Art History - Historical Artists > A > Edward Austin Abbey

 

Historical Artist - Edward Austin Abbey (1852 - 1911)

Although born in America, Edwin Austin Abbey received most of his success in England working as an illustrator, painter, and etcher. He was known for his historical scenes and murals done for public commissions. The latter of these included a mural done for the Boston Public Library that depicted the search for the Holy Grail and a painting produced for the coronation of Edward VII in 1902. Probably his finest works, Abbey’s illustrations were regularly seen in Harper’s Weekly. Abbey remained an American citizen but spent the majority of his life at his residence in Gloucestershire.

Edwin Austin Abbey, born in Philadelphia, began his training as an artist under Isaac Williams, a portrait and landscape painter who had studied with John Neagle and Christian Schussele, a German-born history painter. By the age of fourteen he had moved to New York, taking a full-time position drawing for Harper and Brothers, the publisher of a news weekly, a literary monthly, and books. In 1878, Harper's sent him to England to do background research for an edition of Robert Herrick's poetry. Every year thereafter he made trips to the Continent or England, where he finally settled in 1882, an expatriate at the age of thirty. Several years later he moved to Gloucestershire, where he became friendly with Frank Millet, Lawrence Alma-Tadema, one of England's great painters of historic subjects, Frederick Barnard, and John Singer Sargent.

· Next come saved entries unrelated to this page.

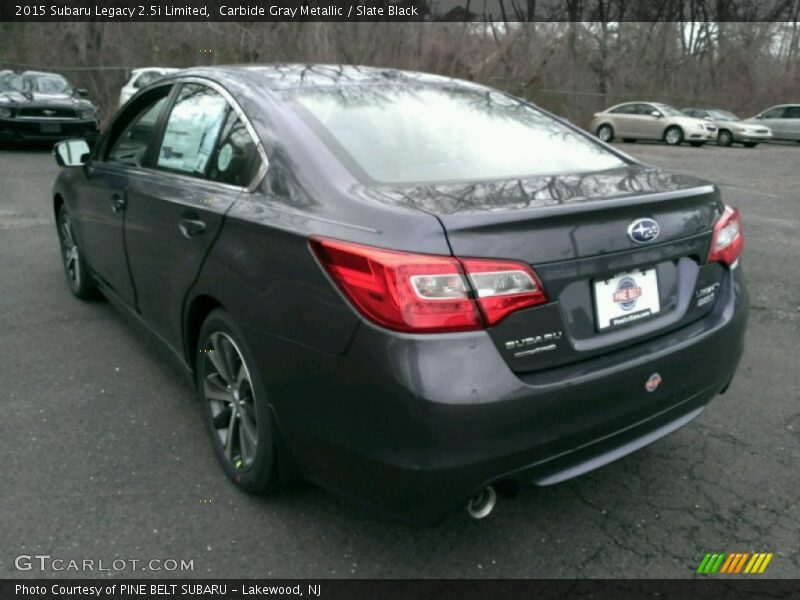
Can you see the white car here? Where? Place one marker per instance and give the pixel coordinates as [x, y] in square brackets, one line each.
[141, 78]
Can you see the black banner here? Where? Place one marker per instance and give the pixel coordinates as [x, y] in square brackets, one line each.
[397, 10]
[104, 589]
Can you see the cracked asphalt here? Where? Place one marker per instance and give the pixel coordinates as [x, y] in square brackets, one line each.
[104, 455]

The principle monuments of his career are his murals, Quest for the Holy Grail (1890-1902, Boston Public Library), The Coronation of Edward VII (1902-1904, Buckingham Palace), and the decorations of the Pennsylvania State Capitol in Harrisburg which, unfinished at his death in 1911, were completed by Sargent. Two of his principal oil paintings were May Day Morning (1890, Yale University Art Gallery), his well-received first Royal Academy entry, and Richard, Duke of Gloucester, and the Lady Anne (1896, Yale University Art Gallery), which was based on a scene in Shakespeare's Richard III.
The Lady Anne was painted in 1899, several years after the major painting, Richard, Duke of Gloucester and the Lady Anne was exhibited at the Royal Academy. The Lady Anne cannot, therefore, be called a study for the larger painting, but might more aptly be termed an "afterthought," or a kind of remarque.

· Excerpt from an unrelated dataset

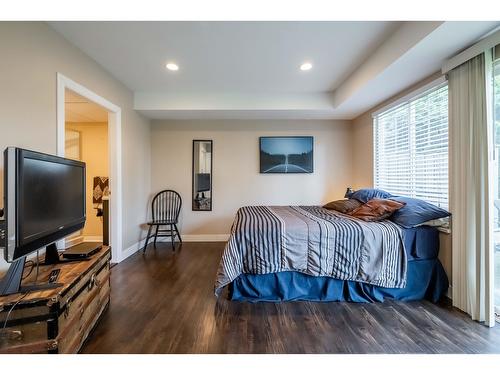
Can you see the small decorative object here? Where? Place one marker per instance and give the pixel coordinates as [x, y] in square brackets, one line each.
[348, 192]
[286, 154]
[101, 189]
[202, 175]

A major portion of his career was spent in the fulfillment of illustration and mural commissions. He was fascinated by medieval England and English literature, and was lucky to have an equally interested public. Because of his affiliation with Harper's, Abbey's audience was large.
Abbey's career was driven more by his imagination of historic events than by his direct observation of the light and life around him, for he surely had sufficient ability to place him among the best of his contemporaries. In choosing to be an illustrator of medieval life he satisfied a personal and public interest, rather than breaking new ground as an observer or technician.